Matthieu Vergne's Homepage

Last update: 19/11/2017 11:16:50

When to Instantiate/Throw an Exception in Java?

An exception in Java is, as defined by Oracle, an event, which occurs during the execution of a program, that disrupts the normal flow of the program's instructions. As such, exceptions are used to provide relevant information to the developper and recover or crash nicely after an unwanted states has been reached. Practically, exceptions are objects which are instantiated, like new NullPointerException(), and thrown when the unexpected event occurs, after which instructions are ignored and the exception-related information propagated, leading usually to some rich display in the console for debugging. In this post, we will see that throwing an exception involves two fundamental actions, instantiation and throwing, which both relate to different requirements and, consequently, should not systematically be done together.

Illustrative Example: Supplier-based Framework

In this post, we will work on an example inspired from the jMetal framework, which provides various algorithms to solve various kinds of problems.
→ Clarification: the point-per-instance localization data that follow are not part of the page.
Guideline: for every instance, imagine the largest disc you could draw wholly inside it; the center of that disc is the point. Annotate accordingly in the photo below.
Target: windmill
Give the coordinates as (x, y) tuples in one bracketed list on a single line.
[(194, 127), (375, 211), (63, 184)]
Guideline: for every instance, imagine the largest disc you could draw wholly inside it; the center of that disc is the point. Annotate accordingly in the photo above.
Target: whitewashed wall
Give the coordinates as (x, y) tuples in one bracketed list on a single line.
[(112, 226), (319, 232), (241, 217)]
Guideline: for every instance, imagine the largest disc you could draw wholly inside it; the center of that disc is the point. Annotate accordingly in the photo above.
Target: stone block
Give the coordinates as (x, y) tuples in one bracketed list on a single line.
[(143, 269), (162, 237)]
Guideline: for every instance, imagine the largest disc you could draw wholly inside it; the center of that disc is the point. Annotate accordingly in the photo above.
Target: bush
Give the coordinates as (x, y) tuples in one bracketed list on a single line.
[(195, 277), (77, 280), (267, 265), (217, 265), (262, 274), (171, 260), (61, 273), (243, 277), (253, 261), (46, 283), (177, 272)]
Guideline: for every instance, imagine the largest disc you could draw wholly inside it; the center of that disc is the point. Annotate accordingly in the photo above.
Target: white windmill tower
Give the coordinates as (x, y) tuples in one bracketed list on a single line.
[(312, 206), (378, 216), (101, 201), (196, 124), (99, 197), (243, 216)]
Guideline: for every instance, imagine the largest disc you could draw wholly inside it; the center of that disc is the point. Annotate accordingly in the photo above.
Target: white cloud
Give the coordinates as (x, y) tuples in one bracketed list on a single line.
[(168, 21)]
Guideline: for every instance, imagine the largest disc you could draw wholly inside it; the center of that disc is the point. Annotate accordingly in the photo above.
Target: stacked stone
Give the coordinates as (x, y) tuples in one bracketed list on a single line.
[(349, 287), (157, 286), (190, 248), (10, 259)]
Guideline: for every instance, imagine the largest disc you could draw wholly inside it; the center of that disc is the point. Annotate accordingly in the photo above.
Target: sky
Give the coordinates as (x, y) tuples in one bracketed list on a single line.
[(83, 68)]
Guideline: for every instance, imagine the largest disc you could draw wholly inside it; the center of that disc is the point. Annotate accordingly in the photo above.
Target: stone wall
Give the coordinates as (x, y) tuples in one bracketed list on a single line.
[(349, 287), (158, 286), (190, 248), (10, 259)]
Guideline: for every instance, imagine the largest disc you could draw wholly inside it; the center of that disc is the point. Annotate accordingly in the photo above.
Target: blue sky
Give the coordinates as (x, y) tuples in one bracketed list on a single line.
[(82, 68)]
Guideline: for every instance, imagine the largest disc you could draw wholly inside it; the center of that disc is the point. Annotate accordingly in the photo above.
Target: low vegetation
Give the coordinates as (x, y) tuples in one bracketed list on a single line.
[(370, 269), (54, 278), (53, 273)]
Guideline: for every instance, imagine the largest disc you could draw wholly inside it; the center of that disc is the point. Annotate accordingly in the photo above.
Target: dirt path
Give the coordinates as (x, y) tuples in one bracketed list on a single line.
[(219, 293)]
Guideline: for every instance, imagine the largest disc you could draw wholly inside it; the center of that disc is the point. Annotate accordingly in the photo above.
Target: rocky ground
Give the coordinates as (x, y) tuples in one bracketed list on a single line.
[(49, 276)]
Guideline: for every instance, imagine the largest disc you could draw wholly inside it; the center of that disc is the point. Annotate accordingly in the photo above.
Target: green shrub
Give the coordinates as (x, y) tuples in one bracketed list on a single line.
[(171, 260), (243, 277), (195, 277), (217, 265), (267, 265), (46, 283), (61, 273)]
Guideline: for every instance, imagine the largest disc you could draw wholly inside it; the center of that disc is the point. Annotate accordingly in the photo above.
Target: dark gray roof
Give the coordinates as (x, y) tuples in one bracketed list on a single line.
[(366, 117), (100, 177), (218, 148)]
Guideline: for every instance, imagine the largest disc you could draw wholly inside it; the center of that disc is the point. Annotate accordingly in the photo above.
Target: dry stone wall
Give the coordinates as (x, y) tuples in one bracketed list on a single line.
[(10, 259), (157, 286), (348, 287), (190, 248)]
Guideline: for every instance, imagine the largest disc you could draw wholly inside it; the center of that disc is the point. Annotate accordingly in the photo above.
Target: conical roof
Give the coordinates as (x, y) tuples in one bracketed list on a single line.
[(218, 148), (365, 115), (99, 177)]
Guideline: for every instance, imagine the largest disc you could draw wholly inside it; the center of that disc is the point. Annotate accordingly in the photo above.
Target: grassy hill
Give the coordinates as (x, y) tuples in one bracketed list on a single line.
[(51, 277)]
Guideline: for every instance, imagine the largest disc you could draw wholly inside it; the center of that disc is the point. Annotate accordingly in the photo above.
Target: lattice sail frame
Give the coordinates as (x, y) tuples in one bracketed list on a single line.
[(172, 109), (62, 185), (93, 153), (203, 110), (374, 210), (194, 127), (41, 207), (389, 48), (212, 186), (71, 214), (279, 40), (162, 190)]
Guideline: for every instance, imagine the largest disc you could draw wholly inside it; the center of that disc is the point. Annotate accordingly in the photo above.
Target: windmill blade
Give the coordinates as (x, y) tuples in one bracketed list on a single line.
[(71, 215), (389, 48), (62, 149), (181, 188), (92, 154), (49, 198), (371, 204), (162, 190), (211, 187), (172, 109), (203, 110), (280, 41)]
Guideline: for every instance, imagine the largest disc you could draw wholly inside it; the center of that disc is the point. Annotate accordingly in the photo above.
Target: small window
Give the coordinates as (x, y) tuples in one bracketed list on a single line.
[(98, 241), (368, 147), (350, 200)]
In this framework, built initially in a research environment, one may want to experiment several algorithms on several problems, to compare the algorithms and see which is more efficient in which context. Following this idea, programming an experiment may go as follows:

  1. Provide the algorithms and problems to combine
  2. Run each algorithm on each problem to produce data
  3. Format the data into exploitable results

In this context, a standardised procedure can be implemented to help the experimenter focus on the relevant stuff only. In particular, such a framework can provide an experiment builder which takes from the experimenter \(N\) algorithms, \(M\) problems, and combine them automatically into \(N \times M\) pairs to run. However, we cannot naively reuse algorithm and problem instances in each pair, like running an algorithm on one problem and then on another, until we have run it on each problem. Such a constraint can occur because algorithms should be runnable in parallel, or because algorithms may not have as a requirement to be reusable. This means that we need to create several instances of each, like 3 instances of the same algorithm to solve 3 different problems. Such an experiment builder might look like this:


// Create the experiment builder
ExperimentBuilder builder = new ExperimentBuilder();

// Tell which problem to solve
builder.addProblem(() -> new Problem1());
builder.addProblem(() -> new Problem2());
builder.addProblem(() -> new Problem3());

// Tell which algorithm to use for that
builder.addAlgorithm(() -> new Algorithm1());
builder.addAlgorithm(() -> new Algorithm2());
builder.addAlgorithm(() -> new Algorithm3());

// Configure various actions to do with the data
...

// Instantiate the experiment and run it
Experiment experiment = builder.build();
experiment.run();

This code is significantly simplified for the sake of this post, but the important point here is that, in order to let the builder manage the instantiation of the (algorithm, problem) pairs, we do not add algorithm and problem instances directly but suppliers (through lambda expressions), which are pieces of code providing instances on demand. Since Java 7, it can be implemented through the functional interface java.util.function.Supplier, although it could be done already before through custom interfaces, minus the convenient format of lambda expressions. This Supplier interface looks like this:


public interface Supplier<T> {
    T get();
}

As such, it is rather simple: it simply allows to access a ressource of a given type. In our code, each supplier generates a new instance, leading to provide a supplier for each algorithm and problem (\(N + M\)) in order to let the builder produce all the needed pairs (\(N \times M\)) without reusing the same instances. Depending on the implementation of the builder, these instantiations could be done when calling builder.build() or experiment.run(), but for the sake of simplicity, we will say that it is done in the former.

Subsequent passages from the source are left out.